Marinero
de Pesca
¡Marinero!. Llévame al mar que navegar
contigo quiero.
Las largas horas de ausencia no soporto encaramada en el
pórtico al final de mis faenas solo por verte regresar. Y al fin un barco llega
mas, tú no vienes, no es el tuyo, envuelto en los vaivenes de las olas hay
varios que parecen igual. Así una tarde sigue a otra. ¡Ay! Qué angustia callada
en mi corazón, escondida en mi pesar pues, transmitírtelo no quiero por no
hacer tuyo mi penar. Cuando al fin te abrazo y tu ansia también siento, me
rechazas pues no me quieres pringar. Así espero mientras extraes de tu barco
esos preciados peces alimento del hogar. Y la
pugna se me hace interminable.
A casa al fin. De tu ropa te despojas y la
ducha y ropa limpia te transforma. Ante mí te muestras sonriente y siento que
ya estoy en ese hermoso paraíso del que he oído hablar. No lo recuerdo muy
bien, era tan pequeña... –pienso- y te digo: Juan, tenemos que leer esa
historia del edén pues no la recuerdo apenas, cuando vayamos a Lugo me la
comprarás ¿verdad? La leeremos los dos junticos a la sombra del emparrado si es
verano o junto al hogar arrebujadicos para no sentir el frío en los meses
invernales.
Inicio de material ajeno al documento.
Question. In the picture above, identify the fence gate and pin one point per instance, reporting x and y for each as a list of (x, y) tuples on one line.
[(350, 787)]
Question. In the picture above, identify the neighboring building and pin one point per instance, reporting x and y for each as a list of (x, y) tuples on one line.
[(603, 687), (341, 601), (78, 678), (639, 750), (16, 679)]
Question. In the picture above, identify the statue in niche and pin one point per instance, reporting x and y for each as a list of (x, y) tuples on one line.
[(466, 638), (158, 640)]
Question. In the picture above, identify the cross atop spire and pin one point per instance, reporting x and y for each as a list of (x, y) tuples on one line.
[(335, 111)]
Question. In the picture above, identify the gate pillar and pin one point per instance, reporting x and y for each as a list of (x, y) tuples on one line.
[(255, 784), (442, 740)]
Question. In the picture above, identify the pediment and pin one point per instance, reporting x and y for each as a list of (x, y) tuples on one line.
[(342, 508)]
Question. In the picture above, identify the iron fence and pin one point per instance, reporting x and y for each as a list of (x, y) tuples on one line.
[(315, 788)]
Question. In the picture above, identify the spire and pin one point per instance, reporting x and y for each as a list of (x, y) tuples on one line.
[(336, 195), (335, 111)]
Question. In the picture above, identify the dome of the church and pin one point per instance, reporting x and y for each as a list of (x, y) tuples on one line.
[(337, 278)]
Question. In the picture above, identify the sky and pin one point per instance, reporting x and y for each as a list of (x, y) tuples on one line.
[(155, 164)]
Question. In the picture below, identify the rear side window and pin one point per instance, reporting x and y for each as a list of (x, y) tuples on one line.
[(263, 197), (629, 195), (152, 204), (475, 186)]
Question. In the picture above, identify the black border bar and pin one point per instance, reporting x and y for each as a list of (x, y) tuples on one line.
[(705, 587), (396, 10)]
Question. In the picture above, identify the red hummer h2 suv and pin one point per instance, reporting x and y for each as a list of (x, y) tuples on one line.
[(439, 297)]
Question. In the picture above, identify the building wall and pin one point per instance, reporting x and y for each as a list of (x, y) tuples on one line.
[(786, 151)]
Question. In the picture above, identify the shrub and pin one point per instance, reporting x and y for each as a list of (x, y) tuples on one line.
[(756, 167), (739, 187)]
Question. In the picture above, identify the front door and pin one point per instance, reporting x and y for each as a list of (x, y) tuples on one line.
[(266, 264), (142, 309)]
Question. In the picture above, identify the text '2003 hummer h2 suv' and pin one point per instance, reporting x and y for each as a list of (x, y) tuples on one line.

Me miras y nada dices, sonríes, eso sí, y me siento transportada a
una isla lejana y frondosa donde los dos estamos solos luego de naufragar. ¡No!
Aquí respiro hondo, pues entonces lo imagino; tu barco que no regresa y como
cada tarde es así mi angustia y ya la sabes, me envuelves con el cálido abrigo
de tus brazos y me dices: tontina, miedosa, eso no va a pasar. La mar no
siempre está enfadada aunque razones tiene pues se la trata muy mal.
Los
hijos llegaron -no había de ser con tanto amor-; pero, en cualquier caso
en mi pensamiento estás siempre presente y a la caída de la tarde, después de
la escuela, nos juntamos las mujeres de los barcos en la espera. Y mientras
charlamos, somos más que amigas, de la angustia compañeras.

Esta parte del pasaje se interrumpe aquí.